It was with pleasure I greeted the part-time barman from my Falmouth local, The
Oddfellows, on the start of his globe-trotting. I met him in Bangkok somewhat
hungover, him not me, after three days at KohSan Road, a popular area for
backpackers, and we headed off for a trip round the north.
First stop was Kanchanaburi, best known for the ‘Bridge over
the River Kwai’, a trip up to the death railway museum at Hell Fire Pass. This
museum is run by the Australians and is a place I have taken my children and
grandchildren to, so they know what tragedy went on here during WWII. On up to
Three Pagoda Pass where the long-removed railway crossed into Burma completed a
quick taste of that beautiful valley with its sad history.

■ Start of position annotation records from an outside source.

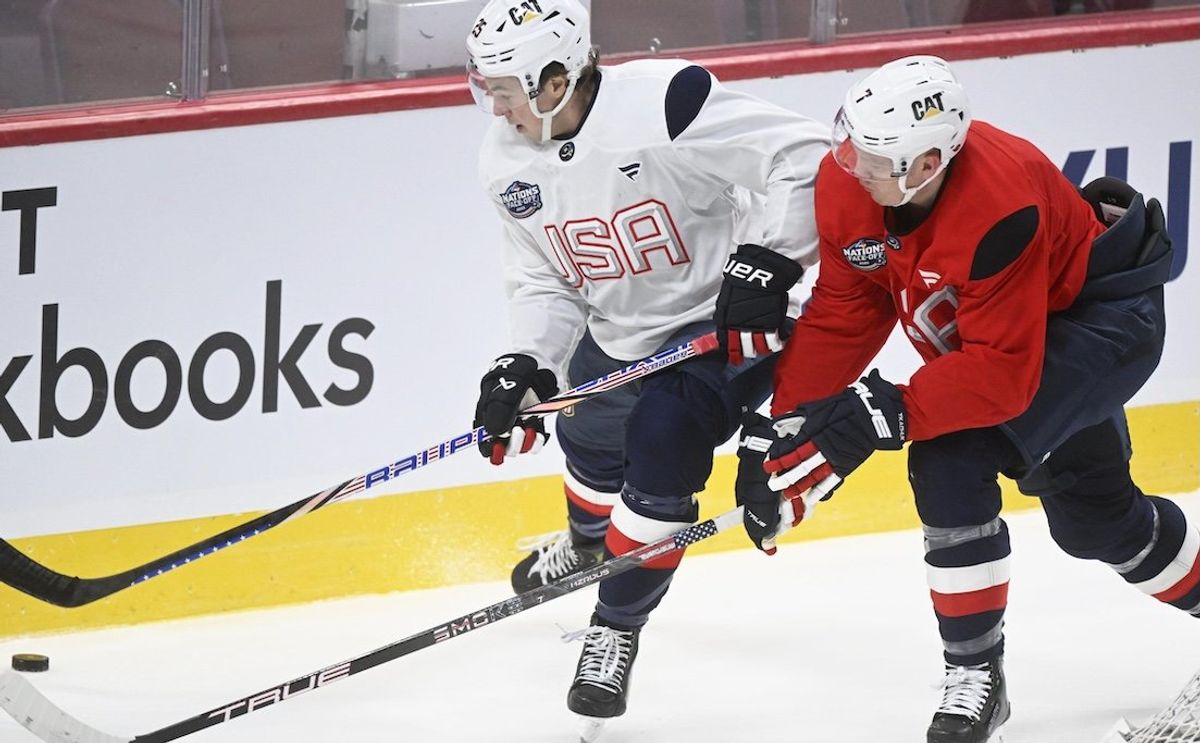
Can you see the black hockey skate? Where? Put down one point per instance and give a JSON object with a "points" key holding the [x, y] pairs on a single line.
{"points": [[601, 678], [975, 705], [555, 556]]}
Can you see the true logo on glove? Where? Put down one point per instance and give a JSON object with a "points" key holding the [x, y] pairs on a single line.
{"points": [[881, 425]]}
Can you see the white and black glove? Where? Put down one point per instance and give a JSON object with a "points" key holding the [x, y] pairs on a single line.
{"points": [[820, 443], [751, 306], [511, 384], [766, 514]]}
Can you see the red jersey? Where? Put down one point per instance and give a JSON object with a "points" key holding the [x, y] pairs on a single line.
{"points": [[1005, 244]]}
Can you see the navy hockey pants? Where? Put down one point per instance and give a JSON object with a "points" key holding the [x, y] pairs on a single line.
{"points": [[636, 457], [1072, 449]]}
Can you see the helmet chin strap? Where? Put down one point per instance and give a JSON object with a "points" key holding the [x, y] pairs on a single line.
{"points": [[547, 118], [911, 192]]}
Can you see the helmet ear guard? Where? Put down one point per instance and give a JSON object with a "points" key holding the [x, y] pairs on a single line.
{"points": [[520, 39]]}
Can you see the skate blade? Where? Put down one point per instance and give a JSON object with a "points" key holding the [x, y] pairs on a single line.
{"points": [[1121, 732], [592, 729]]}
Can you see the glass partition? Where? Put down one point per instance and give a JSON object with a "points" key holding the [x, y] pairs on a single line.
{"points": [[76, 52]]}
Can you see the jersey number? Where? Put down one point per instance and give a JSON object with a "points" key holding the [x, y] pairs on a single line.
{"points": [[597, 250], [936, 324]]}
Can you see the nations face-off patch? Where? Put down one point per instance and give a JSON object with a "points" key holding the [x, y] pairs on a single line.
{"points": [[521, 199], [868, 253]]}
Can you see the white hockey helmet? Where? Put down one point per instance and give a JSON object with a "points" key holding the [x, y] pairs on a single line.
{"points": [[900, 112], [519, 39]]}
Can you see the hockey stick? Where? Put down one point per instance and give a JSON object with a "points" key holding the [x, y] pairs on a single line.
{"points": [[27, 575], [33, 709]]}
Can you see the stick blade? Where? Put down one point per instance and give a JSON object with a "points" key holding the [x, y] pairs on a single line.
{"points": [[30, 707]]}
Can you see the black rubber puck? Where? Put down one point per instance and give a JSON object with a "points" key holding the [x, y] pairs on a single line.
{"points": [[30, 663]]}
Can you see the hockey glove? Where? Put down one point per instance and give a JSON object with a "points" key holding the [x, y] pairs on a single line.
{"points": [[511, 384], [751, 306], [762, 505], [822, 442]]}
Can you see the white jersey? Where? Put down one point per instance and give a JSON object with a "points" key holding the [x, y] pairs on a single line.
{"points": [[625, 226]]}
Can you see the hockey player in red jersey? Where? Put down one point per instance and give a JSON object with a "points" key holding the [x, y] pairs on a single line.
{"points": [[1038, 312]]}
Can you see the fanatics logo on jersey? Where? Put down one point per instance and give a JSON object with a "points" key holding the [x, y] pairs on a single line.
{"points": [[522, 199], [868, 253]]}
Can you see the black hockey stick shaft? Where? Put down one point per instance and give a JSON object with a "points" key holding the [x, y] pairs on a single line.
{"points": [[29, 576], [448, 630]]}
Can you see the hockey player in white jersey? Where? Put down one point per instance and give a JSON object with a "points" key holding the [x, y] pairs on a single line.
{"points": [[623, 191]]}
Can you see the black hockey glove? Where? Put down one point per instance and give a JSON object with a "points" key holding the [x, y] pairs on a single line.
{"points": [[511, 384], [761, 514], [822, 442], [751, 306]]}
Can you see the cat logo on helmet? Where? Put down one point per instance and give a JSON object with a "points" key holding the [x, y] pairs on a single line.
{"points": [[527, 11], [928, 108], [868, 253], [521, 199]]}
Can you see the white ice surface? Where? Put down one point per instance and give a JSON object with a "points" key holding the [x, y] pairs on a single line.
{"points": [[827, 641]]}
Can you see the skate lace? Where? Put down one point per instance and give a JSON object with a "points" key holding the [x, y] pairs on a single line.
{"points": [[556, 555], [605, 655], [965, 690]]}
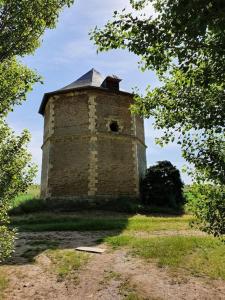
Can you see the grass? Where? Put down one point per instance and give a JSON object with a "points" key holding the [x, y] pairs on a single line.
{"points": [[66, 263], [69, 222], [33, 192], [38, 246], [198, 255], [3, 284]]}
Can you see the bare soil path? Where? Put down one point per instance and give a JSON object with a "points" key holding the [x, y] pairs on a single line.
{"points": [[112, 275]]}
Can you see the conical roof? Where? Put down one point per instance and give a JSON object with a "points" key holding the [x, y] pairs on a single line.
{"points": [[91, 78]]}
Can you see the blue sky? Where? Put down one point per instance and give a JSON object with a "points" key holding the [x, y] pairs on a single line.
{"points": [[67, 53]]}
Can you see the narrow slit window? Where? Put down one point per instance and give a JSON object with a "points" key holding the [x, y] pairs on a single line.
{"points": [[114, 126]]}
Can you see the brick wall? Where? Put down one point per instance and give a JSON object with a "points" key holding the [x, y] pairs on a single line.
{"points": [[82, 156]]}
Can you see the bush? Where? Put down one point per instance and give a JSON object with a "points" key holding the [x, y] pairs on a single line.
{"points": [[208, 205], [162, 186]]}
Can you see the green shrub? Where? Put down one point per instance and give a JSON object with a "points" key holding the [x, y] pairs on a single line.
{"points": [[162, 186], [208, 205]]}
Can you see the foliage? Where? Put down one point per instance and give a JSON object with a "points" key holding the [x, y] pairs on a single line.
{"points": [[16, 174], [208, 204], [184, 42], [22, 23], [66, 263], [92, 222], [16, 80], [162, 186]]}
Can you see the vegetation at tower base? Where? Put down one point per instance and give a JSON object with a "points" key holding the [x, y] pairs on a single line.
{"points": [[22, 23], [184, 42], [17, 173], [162, 186], [207, 202]]}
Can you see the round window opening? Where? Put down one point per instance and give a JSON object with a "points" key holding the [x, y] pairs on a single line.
{"points": [[114, 127]]}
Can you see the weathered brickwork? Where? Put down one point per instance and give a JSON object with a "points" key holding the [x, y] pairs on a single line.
{"points": [[83, 155]]}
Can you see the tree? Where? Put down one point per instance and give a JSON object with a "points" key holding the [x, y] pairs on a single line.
{"points": [[22, 23], [185, 44], [16, 174], [162, 186]]}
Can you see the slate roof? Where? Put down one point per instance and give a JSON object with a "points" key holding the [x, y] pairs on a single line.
{"points": [[91, 80]]}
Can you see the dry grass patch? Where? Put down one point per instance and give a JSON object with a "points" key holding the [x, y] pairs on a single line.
{"points": [[4, 282], [66, 263], [198, 255]]}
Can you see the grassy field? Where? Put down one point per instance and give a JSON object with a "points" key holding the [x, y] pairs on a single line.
{"points": [[33, 192], [198, 255], [156, 239], [3, 283]]}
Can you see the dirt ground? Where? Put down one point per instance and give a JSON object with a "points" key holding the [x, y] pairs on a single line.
{"points": [[111, 275]]}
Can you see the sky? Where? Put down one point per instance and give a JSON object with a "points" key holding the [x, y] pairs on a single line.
{"points": [[65, 54]]}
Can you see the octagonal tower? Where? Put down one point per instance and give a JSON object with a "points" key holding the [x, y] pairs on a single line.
{"points": [[93, 147]]}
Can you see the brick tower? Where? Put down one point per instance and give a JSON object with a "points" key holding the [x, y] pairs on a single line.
{"points": [[93, 147]]}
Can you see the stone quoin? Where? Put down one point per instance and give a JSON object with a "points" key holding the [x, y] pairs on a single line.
{"points": [[93, 146]]}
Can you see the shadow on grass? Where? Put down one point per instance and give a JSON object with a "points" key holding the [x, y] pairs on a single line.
{"points": [[123, 205], [45, 225]]}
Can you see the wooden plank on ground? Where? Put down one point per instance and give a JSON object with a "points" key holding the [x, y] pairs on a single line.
{"points": [[91, 249]]}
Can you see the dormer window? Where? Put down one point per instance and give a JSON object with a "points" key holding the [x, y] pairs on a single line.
{"points": [[112, 83], [114, 126]]}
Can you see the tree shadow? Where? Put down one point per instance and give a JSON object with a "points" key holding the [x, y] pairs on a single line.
{"points": [[44, 225]]}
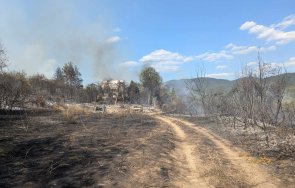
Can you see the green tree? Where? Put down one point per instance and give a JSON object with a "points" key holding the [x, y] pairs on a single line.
{"points": [[72, 77], [150, 80], [3, 58], [133, 92]]}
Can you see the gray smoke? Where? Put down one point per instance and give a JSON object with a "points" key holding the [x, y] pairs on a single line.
{"points": [[48, 34]]}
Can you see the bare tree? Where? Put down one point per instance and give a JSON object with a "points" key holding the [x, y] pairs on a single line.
{"points": [[198, 88], [3, 58]]}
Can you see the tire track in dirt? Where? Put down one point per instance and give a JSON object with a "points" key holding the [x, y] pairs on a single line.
{"points": [[255, 175], [189, 164]]}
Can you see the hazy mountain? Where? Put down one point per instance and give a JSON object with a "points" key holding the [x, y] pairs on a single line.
{"points": [[219, 84]]}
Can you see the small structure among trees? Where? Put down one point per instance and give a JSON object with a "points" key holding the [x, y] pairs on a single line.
{"points": [[113, 91]]}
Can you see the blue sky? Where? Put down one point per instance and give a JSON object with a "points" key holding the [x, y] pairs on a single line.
{"points": [[115, 39]]}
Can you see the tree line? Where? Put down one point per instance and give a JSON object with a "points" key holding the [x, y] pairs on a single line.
{"points": [[20, 90], [255, 101]]}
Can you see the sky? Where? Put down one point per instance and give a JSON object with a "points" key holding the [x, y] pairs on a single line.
{"points": [[117, 38]]}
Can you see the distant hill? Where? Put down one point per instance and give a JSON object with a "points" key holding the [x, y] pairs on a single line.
{"points": [[221, 84]]}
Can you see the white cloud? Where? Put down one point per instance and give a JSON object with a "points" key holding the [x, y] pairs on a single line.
{"points": [[211, 57], [220, 67], [165, 61], [274, 32], [288, 21], [242, 50], [117, 29], [290, 62], [129, 64], [113, 39], [251, 63], [163, 56], [220, 75]]}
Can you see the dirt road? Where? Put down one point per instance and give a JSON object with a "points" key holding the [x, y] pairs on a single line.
{"points": [[207, 160], [122, 150]]}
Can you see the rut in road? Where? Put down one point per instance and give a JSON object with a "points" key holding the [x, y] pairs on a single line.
{"points": [[253, 173], [191, 165]]}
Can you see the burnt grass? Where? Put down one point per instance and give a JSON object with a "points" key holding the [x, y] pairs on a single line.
{"points": [[283, 167], [44, 150]]}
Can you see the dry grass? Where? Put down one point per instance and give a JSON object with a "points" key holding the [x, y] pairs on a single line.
{"points": [[71, 113]]}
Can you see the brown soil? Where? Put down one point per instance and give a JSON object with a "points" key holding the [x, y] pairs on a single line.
{"points": [[121, 150]]}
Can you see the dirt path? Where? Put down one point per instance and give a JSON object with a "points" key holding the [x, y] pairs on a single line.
{"points": [[253, 174], [184, 149]]}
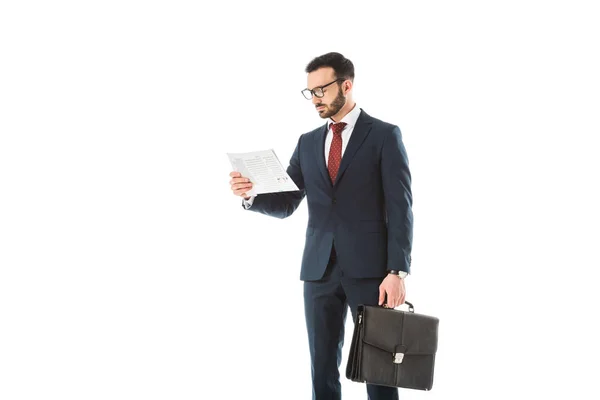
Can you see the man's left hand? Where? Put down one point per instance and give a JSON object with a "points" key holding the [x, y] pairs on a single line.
{"points": [[393, 286]]}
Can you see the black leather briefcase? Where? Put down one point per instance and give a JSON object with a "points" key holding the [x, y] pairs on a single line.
{"points": [[392, 347]]}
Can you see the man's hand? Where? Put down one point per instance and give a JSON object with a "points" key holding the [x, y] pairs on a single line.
{"points": [[393, 286], [240, 185]]}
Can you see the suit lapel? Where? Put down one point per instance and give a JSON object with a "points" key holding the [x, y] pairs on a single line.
{"points": [[320, 155], [361, 130]]}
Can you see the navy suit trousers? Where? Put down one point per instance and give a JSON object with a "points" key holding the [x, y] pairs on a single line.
{"points": [[326, 302]]}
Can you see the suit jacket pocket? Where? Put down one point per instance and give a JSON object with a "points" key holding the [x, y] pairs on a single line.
{"points": [[372, 226]]}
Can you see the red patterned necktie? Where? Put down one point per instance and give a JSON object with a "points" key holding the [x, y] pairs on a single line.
{"points": [[335, 151]]}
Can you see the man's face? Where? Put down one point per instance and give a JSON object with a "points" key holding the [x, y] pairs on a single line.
{"points": [[333, 100]]}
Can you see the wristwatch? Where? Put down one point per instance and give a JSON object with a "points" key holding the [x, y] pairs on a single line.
{"points": [[400, 274]]}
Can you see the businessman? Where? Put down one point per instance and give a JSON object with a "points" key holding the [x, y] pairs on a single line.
{"points": [[354, 173]]}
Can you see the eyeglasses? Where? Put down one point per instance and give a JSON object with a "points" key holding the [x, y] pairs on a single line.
{"points": [[318, 91]]}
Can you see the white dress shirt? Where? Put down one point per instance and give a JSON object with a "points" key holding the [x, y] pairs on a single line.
{"points": [[350, 119]]}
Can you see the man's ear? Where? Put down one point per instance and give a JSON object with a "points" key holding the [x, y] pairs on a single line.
{"points": [[347, 86]]}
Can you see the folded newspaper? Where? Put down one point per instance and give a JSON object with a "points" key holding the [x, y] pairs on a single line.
{"points": [[264, 170]]}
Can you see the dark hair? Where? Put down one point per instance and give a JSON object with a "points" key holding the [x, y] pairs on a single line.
{"points": [[344, 69]]}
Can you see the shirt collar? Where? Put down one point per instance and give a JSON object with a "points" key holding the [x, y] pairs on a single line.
{"points": [[350, 118]]}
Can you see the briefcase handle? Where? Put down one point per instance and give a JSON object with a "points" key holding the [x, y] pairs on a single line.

On then to Uthai Thani and its breathtaking crystal temple
before an overnight in Nakon Sawan a city on a nice river with the usual temple
up on a hill overlooking the area.
Next day found us in Umpang a large village near Thailand's
largest waterfall, Thi Lo Su, we had planned to visit it but it is only
accessible by local pick-ups and is a very bumpy, spine compressing 38
kilometre ride over unmade deep rutted tracks. The ride is followed by a
sweltering two kilometre walk through the jungle which I had done before but
the drivers now insisted on £40 a head from £10 a load a few years ago. My
friend was on a budget so we left it until another time. The drive up to Umpang
through the mountains was worth doing anyway with its fantastic views and 1219
bends spread over fifty miles at high elevation. There are a couple of great
waterfalls to visit en route with the added bonus of them being free entry so
my guest George got to get wet anyway, something that would have woken him up
nicely when I collected him in Bangkok.
Back down the switchback put us back on the road North. I
was aiming to get us to the top north west town of Mae Hong Son for the
celebration of Loy Khratong, a festival of lanterns set off into the sky and
floating candles on the lake in the centre of the town. I knew it was a three-day
drive taking it easy and was looking forwards to taking in the flower mountain
bedecked with wild sunflowers on the way. Our next night was spent in the
middle of nowhere in a road side resort I'd used many times as apart from being
clean, comfortable and quiet, it was opposite a lakeside restaurant. Both
places being rural were nicely within my friend’s budget. A visit to a cave the
next morning which I'd been to but never entered got us both muddy and wet as
the water flowing in caught us both out. It didn't go in far and the water
disappeared under a huge rock fall so, sensibly for us, we retreated to the
sunshine to clean up and dry off a bit still laughing at my taking a step into
the stream which I judged to be less than a foot deep but was in fact closer to
three, I leave you to imagine what happened next.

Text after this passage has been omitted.